Surgical treatment options for femoral head deficiency in infants secondary to septic arthritis of the hip are varied and associated with uncertain long-term outcomes. The modified Albee arthroplasty has been considered an acceptable procedure; however, the long-term outcomes of this procedure have not been reported, to our knowledge. We evaluated the long-term outcomes of the modified Albee arthroplasty in young patients with severe sequelae of septic arthritis of the hip.

Methods: 

We retrospectively studied twenty-one children (twenty-one hips) in whom Choi type-IVB sequelae of septic arthritis of the hip had been treated with a modified Albee arthroplasty and six patients with the same sequelae who had been managed with simple observation. The Trendelenburg sign, pain, the range of motion, hip function, the Harris hip score, and limb-length discrepancy were assessed clinically.

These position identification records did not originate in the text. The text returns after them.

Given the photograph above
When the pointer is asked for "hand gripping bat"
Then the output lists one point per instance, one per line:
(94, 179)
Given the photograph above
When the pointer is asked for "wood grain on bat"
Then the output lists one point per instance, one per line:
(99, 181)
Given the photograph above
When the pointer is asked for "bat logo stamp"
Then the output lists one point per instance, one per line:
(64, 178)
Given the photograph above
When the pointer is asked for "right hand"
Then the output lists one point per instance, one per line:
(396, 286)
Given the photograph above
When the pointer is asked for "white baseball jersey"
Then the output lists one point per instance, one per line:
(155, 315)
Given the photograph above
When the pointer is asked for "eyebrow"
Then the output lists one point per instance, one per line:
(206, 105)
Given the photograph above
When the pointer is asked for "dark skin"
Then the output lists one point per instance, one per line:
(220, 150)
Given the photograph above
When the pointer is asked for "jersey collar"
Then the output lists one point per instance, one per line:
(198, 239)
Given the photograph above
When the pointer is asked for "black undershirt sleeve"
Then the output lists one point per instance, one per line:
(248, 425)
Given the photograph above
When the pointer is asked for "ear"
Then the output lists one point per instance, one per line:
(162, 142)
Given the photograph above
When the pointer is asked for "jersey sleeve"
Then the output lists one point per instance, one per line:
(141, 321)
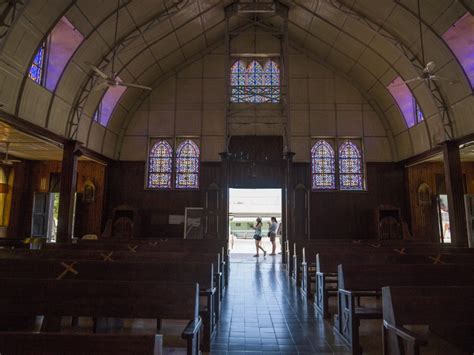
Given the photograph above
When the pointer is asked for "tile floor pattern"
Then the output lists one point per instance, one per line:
(263, 313)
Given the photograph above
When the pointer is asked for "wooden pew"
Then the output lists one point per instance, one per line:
(100, 299)
(148, 247)
(305, 250)
(325, 270)
(356, 281)
(201, 273)
(450, 307)
(129, 256)
(26, 343)
(155, 244)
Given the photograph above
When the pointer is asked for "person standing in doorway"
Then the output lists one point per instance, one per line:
(272, 230)
(258, 237)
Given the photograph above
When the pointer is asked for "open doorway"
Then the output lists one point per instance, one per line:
(245, 205)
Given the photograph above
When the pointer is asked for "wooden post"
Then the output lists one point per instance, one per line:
(455, 190)
(67, 191)
(288, 197)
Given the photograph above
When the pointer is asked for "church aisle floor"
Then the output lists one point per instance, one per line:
(263, 313)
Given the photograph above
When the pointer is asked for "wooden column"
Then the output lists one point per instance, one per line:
(455, 191)
(224, 224)
(67, 191)
(288, 198)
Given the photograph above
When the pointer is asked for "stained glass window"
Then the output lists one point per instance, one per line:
(187, 165)
(160, 163)
(350, 167)
(37, 67)
(322, 166)
(237, 82)
(254, 83)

Remodeling of the femoral head, hip stability, and arthritic changes in the hip were evaluated radiographically.

Results: 

The twenty-one patients with the modified Albee arthroplasty were followed for an average of 121.2 ± 38.6 months and had better outcomes, in terms of the Trendelenburg sign, the Harris hip score, pain, the hip range of motion, and limb-length discrepancy, than the six patients who underwent simple observation. Patients who were two years of age or younger at the time of the arthroplasty exhibited a significantly less severe limb-length discrepancy and less loss of motion than those who were older than two at the time of the surgery. Furthermore, limb-length discrepancy was positively correlated and the range of motion of the hip and the Harris hip scores were negatively correlated with the patient's age at the time of the surgery, suggesting that early surgery in patients with severe sequelae of septic arthritis of the hip is associated with a better clinical outcome.

Conclusions: 

The modified Albee arthroplasty is a feasible and clinically useful procedure for the treatment of severe sequelae of septic arthritis of the hip, particularly in children who are two years of age or younger.

Level of Evidence: 

Therapeutic Level III. See Instructions to Authors for a complete description of levels of evidence.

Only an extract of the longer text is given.